My disappointment with literature is often related to its inaccuracies, which, depending on how you define art, may or may not be permissible. As I see it, fiction may distort reality in order to create certain effects or emphasize some aspect of life, but I begin to find it unsatisfactory whenever it strays too far from the truth. Problems become apparent to me when an author doesn't seem to understand people and produces inadequate representations of them. Thus, a writer such as Krasznahorkai, whose characters are ordinary and are not idealized, doesn't readily get himself into trouble with the kinds of distortions that annoy me. He has made his task somewhat easier by avoiding the sophisticated characters who often show up in fiction. I thought I would say something about how a poor understanding of human nature results in bad fiction.
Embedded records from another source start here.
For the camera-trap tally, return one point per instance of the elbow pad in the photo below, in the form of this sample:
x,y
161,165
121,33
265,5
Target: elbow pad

As you may have gathered, I tend not to idealize people and prefer to think of them as complicated animals. In fact, they are so complicated that they confuse themselves about what they are, and this is why I try to resort to dispassionate observation when assessing anyone. Recently I have been thinking about what it means to be feral, whether you apply the term to cats or to people. In ordinary usage, a feral cat is one that did not become acclimated to humans during the window in its development that would have made it more trusting and less afraid of them. Biologically, both feral and domesticated cats are wild, and their behaviors overlap significantly, since the differences are superficial. I think a similar phenomenon occurs among humans who have had little exposure to other humans during a critical developmental period, and later, for example, have difficulty adjusting to social expectations. As in the case of cats, feral people would in most respects be the same as normally socialized people, but they would be socially dysfunctional in the absence of therapy. A feral cat might face certain disadvantages compared to a domesticated cat, such as a shorter lifespan, but in terms of its native catness it would not have lost anything. A feral person, in contrast, would fail to develop skills that he or she has been biologically adapted to develop, such as language and the ability to socialize, and this would be a significant loss.
Like Henry David Thoreau, I think that, at the extreme, social environments have the capacity to distort native humanity in ways comparable to the environmental distortions experienced by domesticated cats. Although we are an adaptive species, we are not adapted, for example, to automatically consider all humans to be the same as us. We are adapted to absorb the social norms in our immediate environment even when those norms have no basis in reality. When you grow up in an environment where everyone believes something that is incorrect, as an adult there may be nothing to prevent you from maintaining the same bad idea. To continue the cat analogy, it might be as if you were a cat whose owners thought that you shouldn't hunt because you were a house pet. In this instance the owners would be using an inappropriate paradigm and would be misunderstanding their cat. I think that an underlying cause of world conflict today is a clash of paradigms, many of which, if not all, were somewhat arbitrarily invented before the modern era by groups whose cultures formed independently.
What this means for literature is that if you live, say, in North America, and you are writing for and about college-educated, upper-middle-class people, you may have to make assumptions about your characters that imbue them with a belief system that would be unrecognizable in, say, China. Your characters may all have unknowingly adopted the social views that first formed under Christianity, were later shaped by the Enlightenment, and, in more recent years, stressed democratic values, capitalism and social equality. Far from recognizing the universal truth of these ideas, someone in China might well be baffled by them and would certainly not consider them self-evident. I run into problems with literature because I find that it is one thing to describe a peasant in his native environment while retaining a healthy skepticism about the merits of his worldview and another thing entirely to describe an upper-middle-class American in his native environment with no skepticism whatsoever about the merits of his worldview. When a writer writes about peasants, it is a given that they may be limited by their lack of education and hold erroneous beliefs, but the belief systems of the educated are rarely brought into question in literature. I noticed this while reading Proust, who is good at describing the details of bourgeois Parisian life but doesn't often question what I consider to be the stupidity of his characters, and he therefore seems to condone the petty social climbing that occupies most of their time. I thought there were glaring questions in Proust's fictional world that never came into consideration. Under an alternate view of literature, some may find Proust perfectly satisfactory, but in my view, literature isn't of much value if it doesn't have anything to say about the human condition, and that can't be done when an author becomes so entrenched with his subject that he or she is unable to think outside of the box inhabited by his or her characters. This isn't an easy thing to do, and perhaps fewer writers should attempt it.